Saturday, July 27

Microsoft agrees to remain neutral in union campaigns

Highlighting a year of big gains for organized labor, Microsoft announced that it will remain neutral if any U.S.-based worker groups seek to unionize.

About 100,000 workers would be eligible to unionize under this framework, Microsoft President Brad Smith and AFL-CIO President Liz Shuler said Monday during a forum at the labor federation’s headquarters in Washington.

The deal effectively expands a neutrality agreement between Microsoft and a large union, the Communications Workers of America, under which hundreds of the company’s video game workers unionized earlier this year without a formal election of the National Labor Relations Board. Officially, it provides a framework in which any group of Microsoft workers can negotiate their own neutrality agreements with similar terms.

In Monday’s announcement, Microsoft and the AFL-CIO said they will work together to solve problems arising from the adoption of artificial intelligence in the workplace.
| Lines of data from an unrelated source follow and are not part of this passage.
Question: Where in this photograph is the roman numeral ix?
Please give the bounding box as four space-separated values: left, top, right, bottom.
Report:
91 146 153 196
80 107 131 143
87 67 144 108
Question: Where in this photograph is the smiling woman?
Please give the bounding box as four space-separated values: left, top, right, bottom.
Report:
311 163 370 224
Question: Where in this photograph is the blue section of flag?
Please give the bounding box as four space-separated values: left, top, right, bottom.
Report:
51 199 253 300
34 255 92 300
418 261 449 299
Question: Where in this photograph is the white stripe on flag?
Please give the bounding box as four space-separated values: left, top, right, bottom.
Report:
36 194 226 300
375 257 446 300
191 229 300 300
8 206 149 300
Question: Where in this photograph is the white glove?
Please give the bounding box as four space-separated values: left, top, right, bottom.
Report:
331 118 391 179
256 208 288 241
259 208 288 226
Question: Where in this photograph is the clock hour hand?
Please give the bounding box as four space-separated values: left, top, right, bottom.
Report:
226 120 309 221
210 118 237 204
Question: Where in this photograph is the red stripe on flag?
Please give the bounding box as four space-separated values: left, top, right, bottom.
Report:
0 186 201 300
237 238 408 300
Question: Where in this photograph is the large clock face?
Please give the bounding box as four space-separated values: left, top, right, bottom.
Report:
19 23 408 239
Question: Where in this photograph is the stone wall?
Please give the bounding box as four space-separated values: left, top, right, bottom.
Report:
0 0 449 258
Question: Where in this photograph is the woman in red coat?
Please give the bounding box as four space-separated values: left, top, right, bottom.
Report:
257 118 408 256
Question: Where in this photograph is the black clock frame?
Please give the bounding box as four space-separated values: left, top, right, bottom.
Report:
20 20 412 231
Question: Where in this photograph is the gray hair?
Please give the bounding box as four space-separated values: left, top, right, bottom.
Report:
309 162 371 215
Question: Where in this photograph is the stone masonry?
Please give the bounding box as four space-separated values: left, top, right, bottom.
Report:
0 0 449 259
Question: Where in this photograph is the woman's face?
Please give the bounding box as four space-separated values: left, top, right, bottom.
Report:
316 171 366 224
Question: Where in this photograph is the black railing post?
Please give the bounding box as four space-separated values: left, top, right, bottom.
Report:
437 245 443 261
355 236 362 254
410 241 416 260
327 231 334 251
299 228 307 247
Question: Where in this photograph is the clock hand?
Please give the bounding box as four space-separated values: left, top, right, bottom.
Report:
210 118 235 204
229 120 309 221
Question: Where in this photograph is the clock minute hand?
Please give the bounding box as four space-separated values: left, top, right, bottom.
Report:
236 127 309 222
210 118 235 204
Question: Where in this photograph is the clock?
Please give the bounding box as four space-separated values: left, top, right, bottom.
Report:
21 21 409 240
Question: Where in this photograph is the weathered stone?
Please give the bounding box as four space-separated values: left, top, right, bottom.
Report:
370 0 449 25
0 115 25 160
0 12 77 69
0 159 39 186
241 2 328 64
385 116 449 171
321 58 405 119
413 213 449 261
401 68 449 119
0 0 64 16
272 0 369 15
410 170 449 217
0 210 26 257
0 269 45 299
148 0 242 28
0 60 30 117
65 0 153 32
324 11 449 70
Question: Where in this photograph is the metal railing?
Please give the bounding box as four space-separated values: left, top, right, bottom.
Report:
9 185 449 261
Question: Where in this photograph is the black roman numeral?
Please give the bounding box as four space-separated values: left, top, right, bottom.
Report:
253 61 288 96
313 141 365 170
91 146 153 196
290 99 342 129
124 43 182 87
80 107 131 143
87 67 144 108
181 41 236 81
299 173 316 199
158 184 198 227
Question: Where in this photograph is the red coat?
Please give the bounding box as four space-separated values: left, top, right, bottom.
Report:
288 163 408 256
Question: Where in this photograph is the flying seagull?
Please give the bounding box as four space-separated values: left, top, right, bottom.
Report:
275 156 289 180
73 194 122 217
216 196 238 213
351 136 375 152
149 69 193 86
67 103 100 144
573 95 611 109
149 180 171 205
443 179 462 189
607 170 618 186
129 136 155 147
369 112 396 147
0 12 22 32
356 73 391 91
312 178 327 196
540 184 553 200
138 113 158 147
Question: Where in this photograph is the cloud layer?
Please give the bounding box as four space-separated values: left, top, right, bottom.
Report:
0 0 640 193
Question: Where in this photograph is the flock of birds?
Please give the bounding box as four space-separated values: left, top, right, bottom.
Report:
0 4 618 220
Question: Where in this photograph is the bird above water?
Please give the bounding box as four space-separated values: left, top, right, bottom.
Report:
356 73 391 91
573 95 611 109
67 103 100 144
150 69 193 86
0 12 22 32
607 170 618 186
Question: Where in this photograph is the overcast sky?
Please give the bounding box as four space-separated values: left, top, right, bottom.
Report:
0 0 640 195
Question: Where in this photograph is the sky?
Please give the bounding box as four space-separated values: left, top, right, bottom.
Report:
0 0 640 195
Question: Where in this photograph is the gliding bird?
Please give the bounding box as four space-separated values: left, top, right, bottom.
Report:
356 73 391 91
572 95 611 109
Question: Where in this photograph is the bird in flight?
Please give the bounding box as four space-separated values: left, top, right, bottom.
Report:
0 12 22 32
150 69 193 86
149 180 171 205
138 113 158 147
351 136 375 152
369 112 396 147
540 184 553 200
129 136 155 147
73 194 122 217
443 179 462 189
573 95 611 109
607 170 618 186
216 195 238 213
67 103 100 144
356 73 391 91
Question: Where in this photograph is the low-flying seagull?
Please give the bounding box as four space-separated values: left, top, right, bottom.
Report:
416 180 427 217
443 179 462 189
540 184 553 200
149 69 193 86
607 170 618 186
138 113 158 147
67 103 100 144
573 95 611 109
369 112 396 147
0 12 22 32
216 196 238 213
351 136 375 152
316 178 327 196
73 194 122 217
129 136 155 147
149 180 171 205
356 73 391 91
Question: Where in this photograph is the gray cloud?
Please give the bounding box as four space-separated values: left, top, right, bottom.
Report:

Smith and Shuler said the partnership will include meetings where Microsoft’s artificial intelligence experts will brief union leaders and workers on developments in the industry. Microsoft experts will also seek input from workers so they can develop the technology to address their concerns, such as the risk of job elimination.

The two sides said they will work together to help implement policies that prepare workers for jobs that incorporate artificial intelligence.

“Never before in the history of these American tech giants, dating back some 50 years, has one of these companies made a broad commitment to workers’ rights,” Ms. Shuler said at the forum. “It’s historic. Not only did they make a commitment, but they formalized it and put it in writing.”

Worker anxiety about AI appears to have increased in recent years. Hollywood writers and actors have cited concerns about artificial intelligence as the main reason for their months-long strikes this year, while Ms. Shuler pointed to recent polls showing widespread concern among workers that artificial intelligence could cost them the work.

“I can’t sit here and say it will never replace a job,” Smith told the forum, alluding to artificial intelligence. “I don’t think that would be honest.” But he added that “the key is to try to use it to improve jobs,” saying the technology could eliminate tasks that people find boring.

The unveiling of the AI ​​initiative comes just weeks after the board of directors of start-up OpenAI, which is part of ChatGPT, fired the company’s CEO, Sam Altman, only to accept his reinstatement days later. The episode added to widespread concerns about how to ensure companies develop and deploy artificial intelligence safely.

Microsoft is OpenAI’s largest investor and played a role in reinstating Mr. Altman.

Asked whether the OpenAI controversy was a impetus for the new partnership with organized labor, Mr. Smith demurred and said the labor initiative had been in the works for months.

“I wouldn’t say that what happened in the OpenAI board room changed everything,” he said in an interview after Monday’s forum. “But it raised questions about how AI is governed and perhaps gave even more credence to the kind of partnership we are announcing today.”

When Microsoft announced a neutrality agreement with the Communications Workers of America in June 2022, the offer was conditional: The company was in the process of acquiring video game maker Activision Blizzard for nearly $70 billion. Microsoft pledged to remain neutral in Activision’s union elections if the acquisition was successful. (The acquisition has since been completed.)

A few months later, when about 300 workers tried to unionize at ZeniMax Media, a video game company owned by Microsoft, Microsoft agreed to abide by the neutrality agreement there as well. The agreement allowed them to indicate their preference for a union by signing authorization cards or anonymously through an electronic platform, a more efficient process than an NLRB election.

The 300 employees are unionized — a rarity in Big Tech — and are negotiating an employment contract that includes language limiting the use of artificial intelligence in the workplace.

The Communications Workers of America is one of dozens of unions affiliated with the AFL-CIO, the country’s largest labor federation. After the ZeniMax campaign, communications union officials believed that Microsoft would likely agree to remain neutral if the union tried to organize workers elsewhere in the company. But Microsoft had never explicitly agreed to do this beyond Activision or ZeniMax.